Date:      Fri, 16 Feb 2012 14:21:48 +0100
To:      
Subject:      Fraudulent tax return assistance accusations.

You're receiving this notification as a Certified Public Accountant and a member of AICPA.
Having trouble reading this email? View it in your browser.

Termination of CPA license due to income tax fraud allegations

Dear AICPA member,

We have received a complaint about your possible assistance in tax return fraudulent activity on behalf of one of your employers. According to AICPA Bylaw Section 500 your Certified Public Accountant license can be withdrawn in case of the fact of submitting of a incorrect or fraudulent tax return for your client or employer.
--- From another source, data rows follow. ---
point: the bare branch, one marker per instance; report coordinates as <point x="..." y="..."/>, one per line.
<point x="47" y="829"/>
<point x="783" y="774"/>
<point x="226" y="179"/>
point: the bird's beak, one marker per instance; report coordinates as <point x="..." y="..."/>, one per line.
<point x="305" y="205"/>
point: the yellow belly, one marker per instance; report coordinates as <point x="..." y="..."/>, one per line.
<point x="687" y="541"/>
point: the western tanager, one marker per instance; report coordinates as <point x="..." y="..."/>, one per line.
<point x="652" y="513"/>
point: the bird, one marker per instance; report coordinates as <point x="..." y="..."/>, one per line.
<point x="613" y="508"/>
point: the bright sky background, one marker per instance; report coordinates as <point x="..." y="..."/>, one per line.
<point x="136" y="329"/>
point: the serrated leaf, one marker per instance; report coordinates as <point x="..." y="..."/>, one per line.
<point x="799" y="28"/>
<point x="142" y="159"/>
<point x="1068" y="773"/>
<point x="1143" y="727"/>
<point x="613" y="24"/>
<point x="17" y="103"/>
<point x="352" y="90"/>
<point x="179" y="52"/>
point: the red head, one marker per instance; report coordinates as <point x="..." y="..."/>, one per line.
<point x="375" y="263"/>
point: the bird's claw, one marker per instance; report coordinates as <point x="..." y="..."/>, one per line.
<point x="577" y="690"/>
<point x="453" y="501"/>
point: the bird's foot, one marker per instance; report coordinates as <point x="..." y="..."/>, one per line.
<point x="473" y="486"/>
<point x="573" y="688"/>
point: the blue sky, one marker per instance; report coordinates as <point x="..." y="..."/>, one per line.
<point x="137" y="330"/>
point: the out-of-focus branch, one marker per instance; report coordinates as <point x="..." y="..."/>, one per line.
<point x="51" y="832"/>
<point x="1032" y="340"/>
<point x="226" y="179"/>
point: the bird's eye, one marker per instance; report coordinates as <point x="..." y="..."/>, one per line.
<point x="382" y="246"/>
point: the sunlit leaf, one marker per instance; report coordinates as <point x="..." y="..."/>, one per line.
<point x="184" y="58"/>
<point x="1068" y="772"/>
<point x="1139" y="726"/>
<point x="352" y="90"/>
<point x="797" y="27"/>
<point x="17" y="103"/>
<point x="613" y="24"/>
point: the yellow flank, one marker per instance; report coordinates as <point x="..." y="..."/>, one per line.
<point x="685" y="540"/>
Please find the complaint below below and respond to it within 21 days. The failure to respond within this period will result in withdrawal of your CPA license.

Complaint.doc

The American Institute of Certified Public Accountants.

Email: service@aicpa.org
Tel. 888.777.7077
Fax. 800.362.5066

5 comments:

GilbertTwins said...

I received one that had the Trojan infection available at a restaurant web site in NYC... http://ginosbayridge.com

I've notified the owner on Facebook, but they could care less, just deleted my message. Someone had access to their server in order to place the infected file there.

Teeblog said...

Interesting - I received this same one today. Even weirder, it was sent to a tagged email address of mine... I tag all email addresses I give to any group or organization with who will be sending it.

The email I received like this was tagged with the email address my bank has for me, although it is an older version of this email address.

This leads me to believe that email addresses were sold, stolen or in some other way escaped the grasp of my financial institution. A bit scary...

- T

Teeblog said...
This comment has been removed by the author.
Conrad Longmore said...

@GilbertTwins - the first stage in the infection is always a hacked legitimate site, then you usually get redirected to another hacked site before ending up on the evil site with the malware on. There are certainly hundreds of hacked sites being abused this way.

@Teeblog - worrying indeed. These addresses are often taken from infected PCs rather than servers. It could be that a PC at your bank is infected.

Teeblog said...

@Conrad Longmore - hmm, I always forget about that possibility. I went to my bank today and mentioned it to them, and they said there had been no reported security breach; your explanation would make more sense.

I used to be employed at my bank (I'm a software developer), and we had access to plenty of real customer data. I'm sure there was a lot of it sitting around on many employees' desktops.